4 March 2018 2:34 PM GMT
"In fact, the hallmark of a democracy is that citizens have the right to question the government on its actions. This is possible only if proper information about government decisions and policies is provided to people. The trend of making claims and taking policy decisions without adequate information is very dangerous. We have seen that several recent claims of the government have not...
"In fact, the hallmark of a democracy is that citizens have the right to question the government on its actions. This is possible only if proper information about government decisions and policies is provided to people. The trend of making claims and taking policy decisions without adequate information is very dangerous. We have seen that several recent claims of the government have not withstood fact checking and interrogation through RTI and media,”
Speaking on “Transparency and Empowerment in Decision-Making are Pillars of a Healthy Democracy” at the Inaugural RTI Lecture organised by Moneylife Foundation's RTI Centre at Pune, retired Justice A. P. Shah, on Saturday, urged the citizenry to demand accountability from the State, in view of the rising trends of the media disseminating “disinformation” by according a pro-government bias to the news.
Addressing the present times as the “age of propaganda”, the former Chief Justice of the Delhi High Court regarded “media coverage” instead of as “blackout” on account of which the right to freedom of speech and expression is being curtailed.
Referring to the instances of films such as ‘Padmaavat’ and ‘Lipstick Under My Burqa’ being compelled to modify content despite CBFC certification so as to refrain from hurting sentiments of a specific community, and of journalists being attacked for mere propagation of views, he stated, “The right to dissent is being abridged, more so in the university space as well as in popular culture”.
Emphasising on the significance of electronic media, Justice Shah lamented the culture of writing off as “anti-national” any opinion that is not acceptable to the government and excessive “online trolling and harassment” for expression of such views. He also cited the gradual weakening of the institutions of the Election Commission and the Central Information Commission, which were once regarded as the beacons of independence.
Stressing on the need to open political parties to public scrutiny within the framework of the RTI Act, he criticised the objections raised thereto by political parties on the grounds that are not a ‘public authority’ and that revealing the details of their donors would pose a threat to the security of the donors.
He cited the recent judgment of the Supreme Court in Lok Prahari v. UOI, wherein the apex court has required elections candidates to disclose the sources of income of their associates as well as dependents in addition to their own.
Criticising the vagueness in the RTI Act, in so far as its Section 8(1)(j) provides an exception to the disclosure of information 'which relates to personal information… which has no relationship to any public activity or interest, or which would cause an unwarranted invasion of privacy’, he stated that since the Act does not define ‘privacy’, ‘public activity’ and ‘unwarranted invasion’, the said provision acts as an instrument for rejection of genuine RTI queries.
Remarking that the 2017 Justice K. S. Puttaswamy judgment does not discuss the interface between the right to privacy and the right to information, the judge advanced that the judgment has created uncertainty in respect of sensitive topics such as the degree of the Prime Minister or the assets and liabilities of public servants, or their performance evaluation reports.
In the light of the ongoing challenge to the constitutionality of the Aadhaar (Targeted Deliveries of Financial and Other Subsidies, Benefits and Services) Act of 2016, he exclaimed, “The proviso to sec. 28(5) of the Aadhaar Act restrains an Aadhaar number holder from having the right to access core biometric information about themselves- this implies that while the State can access my fingerprint and iris scan, I, myself, am prohibited from accessing my own personal, confidential information”.

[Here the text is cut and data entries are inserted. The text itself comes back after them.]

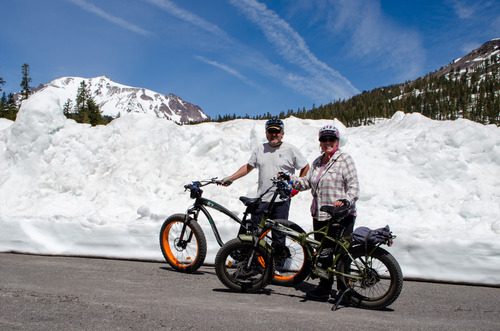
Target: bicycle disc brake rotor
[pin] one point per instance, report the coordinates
(372, 277)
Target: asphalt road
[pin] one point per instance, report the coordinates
(70, 293)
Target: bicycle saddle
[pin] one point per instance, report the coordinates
(249, 201)
(337, 213)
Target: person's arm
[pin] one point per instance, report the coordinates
(304, 171)
(243, 171)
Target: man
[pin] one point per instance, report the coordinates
(270, 158)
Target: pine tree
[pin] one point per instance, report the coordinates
(25, 92)
(11, 109)
(67, 108)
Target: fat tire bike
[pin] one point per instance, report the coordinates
(367, 275)
(184, 245)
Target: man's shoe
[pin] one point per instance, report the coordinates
(319, 293)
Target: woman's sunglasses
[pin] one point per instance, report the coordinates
(329, 139)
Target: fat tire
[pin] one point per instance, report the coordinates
(187, 259)
(297, 265)
(378, 291)
(230, 266)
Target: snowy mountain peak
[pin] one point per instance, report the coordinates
(114, 98)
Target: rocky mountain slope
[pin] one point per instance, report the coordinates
(116, 99)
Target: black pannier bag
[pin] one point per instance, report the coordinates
(365, 235)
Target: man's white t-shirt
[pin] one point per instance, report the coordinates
(271, 160)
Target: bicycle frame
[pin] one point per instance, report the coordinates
(313, 246)
(200, 204)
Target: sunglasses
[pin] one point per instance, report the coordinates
(327, 139)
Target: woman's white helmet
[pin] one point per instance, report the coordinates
(329, 130)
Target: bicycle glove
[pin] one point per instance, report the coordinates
(227, 181)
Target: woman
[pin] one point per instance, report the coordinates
(333, 177)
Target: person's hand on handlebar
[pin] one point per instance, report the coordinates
(283, 176)
(226, 181)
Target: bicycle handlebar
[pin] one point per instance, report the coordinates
(197, 184)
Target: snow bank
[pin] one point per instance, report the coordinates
(68, 188)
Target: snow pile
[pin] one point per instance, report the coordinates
(73, 189)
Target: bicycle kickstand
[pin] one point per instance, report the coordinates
(339, 298)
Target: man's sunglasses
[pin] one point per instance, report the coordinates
(329, 139)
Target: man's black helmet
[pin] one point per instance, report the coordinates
(275, 123)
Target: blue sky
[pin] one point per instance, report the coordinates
(241, 56)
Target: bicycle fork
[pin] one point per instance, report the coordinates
(183, 243)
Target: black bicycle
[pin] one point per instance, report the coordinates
(366, 273)
(183, 242)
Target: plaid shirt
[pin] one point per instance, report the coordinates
(338, 179)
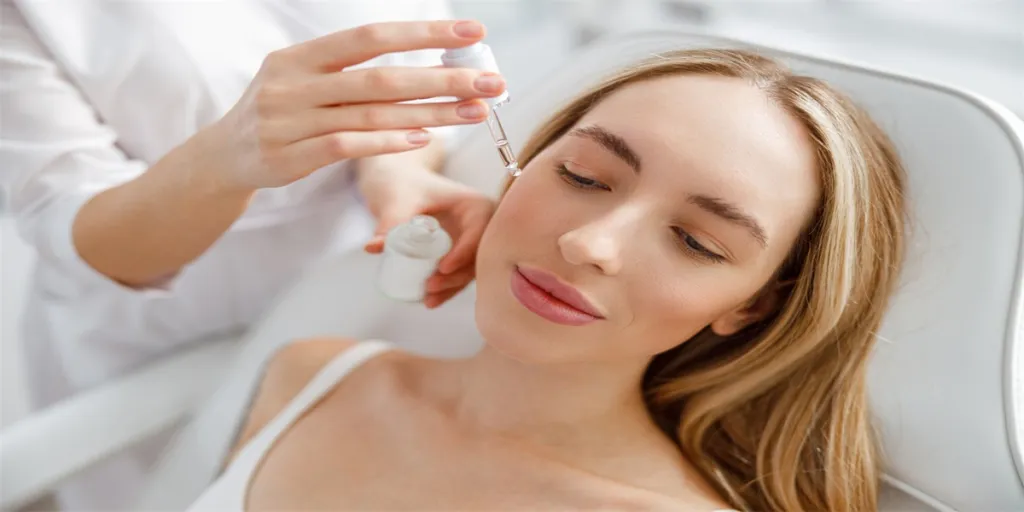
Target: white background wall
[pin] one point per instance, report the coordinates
(977, 45)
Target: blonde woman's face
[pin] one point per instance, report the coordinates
(665, 210)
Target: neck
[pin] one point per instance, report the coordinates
(551, 403)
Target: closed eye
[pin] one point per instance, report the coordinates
(579, 181)
(691, 245)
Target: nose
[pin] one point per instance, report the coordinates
(595, 244)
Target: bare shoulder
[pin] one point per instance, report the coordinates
(286, 374)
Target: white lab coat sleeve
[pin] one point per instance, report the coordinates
(56, 155)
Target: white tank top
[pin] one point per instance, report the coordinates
(227, 494)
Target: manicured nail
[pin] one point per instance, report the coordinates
(418, 137)
(468, 29)
(488, 83)
(471, 111)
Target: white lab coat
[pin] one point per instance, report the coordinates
(95, 91)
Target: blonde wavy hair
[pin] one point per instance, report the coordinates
(775, 417)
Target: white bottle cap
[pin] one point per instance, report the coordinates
(411, 255)
(477, 56)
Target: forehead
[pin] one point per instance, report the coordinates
(720, 134)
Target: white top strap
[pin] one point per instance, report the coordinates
(324, 381)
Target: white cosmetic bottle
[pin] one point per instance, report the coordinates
(411, 255)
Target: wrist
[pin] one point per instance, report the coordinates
(209, 170)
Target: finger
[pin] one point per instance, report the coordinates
(464, 251)
(306, 156)
(436, 300)
(400, 84)
(349, 47)
(441, 283)
(315, 122)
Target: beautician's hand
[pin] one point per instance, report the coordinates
(306, 109)
(394, 196)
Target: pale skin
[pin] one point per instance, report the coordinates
(549, 416)
(303, 111)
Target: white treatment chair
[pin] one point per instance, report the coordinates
(946, 381)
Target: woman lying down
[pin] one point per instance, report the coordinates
(678, 297)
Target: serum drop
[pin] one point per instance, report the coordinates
(411, 255)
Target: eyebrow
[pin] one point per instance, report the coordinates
(731, 213)
(715, 206)
(610, 141)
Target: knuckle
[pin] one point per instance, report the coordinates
(443, 115)
(372, 34)
(457, 82)
(268, 98)
(378, 79)
(374, 117)
(338, 145)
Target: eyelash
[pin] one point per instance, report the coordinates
(686, 241)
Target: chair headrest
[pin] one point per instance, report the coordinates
(947, 379)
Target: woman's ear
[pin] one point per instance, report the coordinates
(765, 303)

Stating that the position of the Indian judiciary on the guaranteeing of the right to information is mixed, he advanced, “in respect of Each judgment, like that SP Gupta and Raj Narain, there is a corresponding judicial decision by evasion. The best example of this would be the continuing pendency of the appeal filed by the Supreme Court to itself against the 2009 decision of the Delhi High Court in Subhash Chandra Aggarwal, while the effect of the High Court judgment has been nullified”.
He lamented the non operationalisation of the Whistleblower’s Protection Act which was passed by the Parliament in 2014. He also criticised the bill introduced in 2015 to amend the Act with a view to remove the safeguards from prosecution available to whistleblowers where any disclosure is covered by the Official Secrets Act, and to prohibit any disclosure which is deemed to harm the sovereignty, integrity, security, strategic, scientific or economic interests of the State.

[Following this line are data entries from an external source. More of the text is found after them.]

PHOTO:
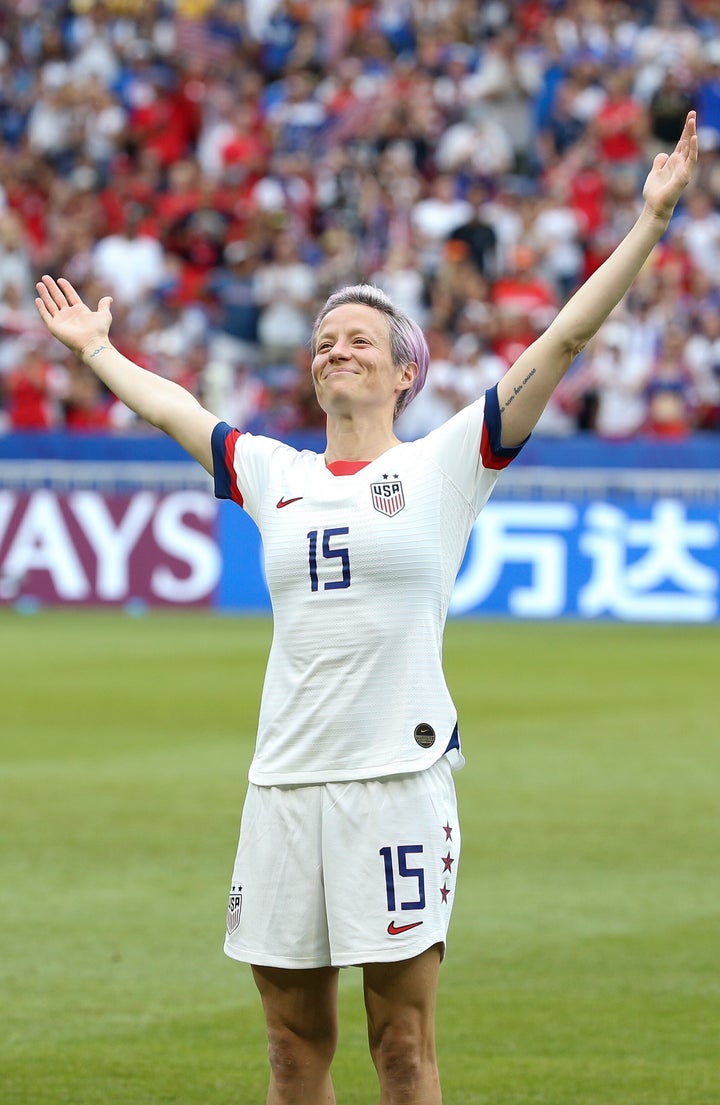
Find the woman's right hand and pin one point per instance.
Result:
(69, 318)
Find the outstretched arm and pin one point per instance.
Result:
(158, 401)
(526, 388)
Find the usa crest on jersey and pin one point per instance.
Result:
(388, 496)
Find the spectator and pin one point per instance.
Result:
(129, 263)
(285, 288)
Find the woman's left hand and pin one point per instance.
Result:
(670, 172)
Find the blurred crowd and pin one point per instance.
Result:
(221, 167)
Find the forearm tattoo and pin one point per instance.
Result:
(516, 391)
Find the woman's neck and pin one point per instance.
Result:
(352, 439)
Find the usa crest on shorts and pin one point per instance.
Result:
(388, 496)
(234, 908)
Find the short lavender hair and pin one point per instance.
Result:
(406, 339)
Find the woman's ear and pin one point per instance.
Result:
(409, 376)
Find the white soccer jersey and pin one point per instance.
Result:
(360, 560)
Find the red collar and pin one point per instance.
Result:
(346, 467)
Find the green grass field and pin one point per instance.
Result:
(584, 958)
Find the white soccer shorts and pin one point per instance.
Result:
(345, 873)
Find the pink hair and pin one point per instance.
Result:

The judge also criticised the non-operationalisation of the Lokpal and Lokayukta Act.
Referring to the section 4 of the RTI Act, mandating all public authorities to make suo motu periodic disclosure of information under specified heads, he remarked that because the said provision has not been complied with, 70% of the RTI queries relate to data that should have been proactively disseminated by the governmental authorities.
“The hallmark of a democracy is that citizens have the right to question the government on its actions. For this, it is indispensable that adequate information about government policies and decisions is made accessible to the public”, he concluded.